The key findings  are
 “As important as the internet itself” is how one of our most esteemed technological interviewees described blockchain. The comment captures well the uproar surrounding the poorly understood yet sensationally hyped technology. The technology, which fits into a group broadly referred to as “digital ledger technologies”, is as hard to define as it is easy to proselytise. In its most simple form, blockchain refers to a shared digital ledger, but such a summary hardly does justice to the range of uses, or better, the range of promised uses, for what at present appears among the most celebrated emerging technologies.
The sheer volume of media coverage and industry reports are a testament to both the technology’s promise, but also its power to manifest both hope and greed in industry and society. One of the most interesting aspects of blockchain is how it is imagined and presented by such diverse groups with varying goals and beliefs. Blockchain is the technology of the future for both the staunchest capitalists as well as those hoping for a utopian future of information sharing and the end of big business dominating the use of personal data. How could a single technology fulfil the hopes of such seemingly irreconcilable visions? One set of possible scenarios would see distributed ledger technologies develop into a generative platform comparable to the internet, which supports both the flow and the control of information, although the balance between these are the source of ongoing tensions among stakeholders. 
Because of the hype surrounding blockchain, it has been covered extensively in the media and by industry experts. What more is there to add? The answer is quite a bit, especially in specific areas which will have substantial impacts for stakeholders. The report will focus on the implications for blockchain on the art market. This is one of the leastdiscussed applications for blockchain, yet one where the technology may hit hardest. Our research has shown us that despite art frequently being seen as a niche, standalone sector, the battle over blockchain and the way in which it is implemented here may have extensive implications for its adoption across the rest of the the economy.
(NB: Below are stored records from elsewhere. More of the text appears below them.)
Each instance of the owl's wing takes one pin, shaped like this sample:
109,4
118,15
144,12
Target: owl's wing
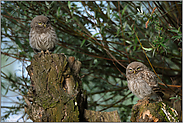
151,79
Looking at the art market, it is hard to miss blockchain’s potential. Art is currently plagued by fraud, illicit business, and tax evasion, all products of a fragmented physical market that is hard to follow. Enter blockchain, which on the surface appears a silver bullet. In one shot, blockchain could ensure the veracity of an art piece, make the price and parties to a sale transparent, and allow oversight to monitor the flow of art assets in and out of different tax jurisdictions. But surely it won’t be this easy, especially given how high the stakes. The total volume of annual art transactions is over $70bn year and growing, and that is just what is visible. 
The level of transparency provided by blockchain is what artists and regulators want, but will buyers, sellers, and the agents who represent them block such a development? Our research shows that all sides may be able to achieve their goals, and in doing so, set a model for how blockchain and the digital economy may evolve.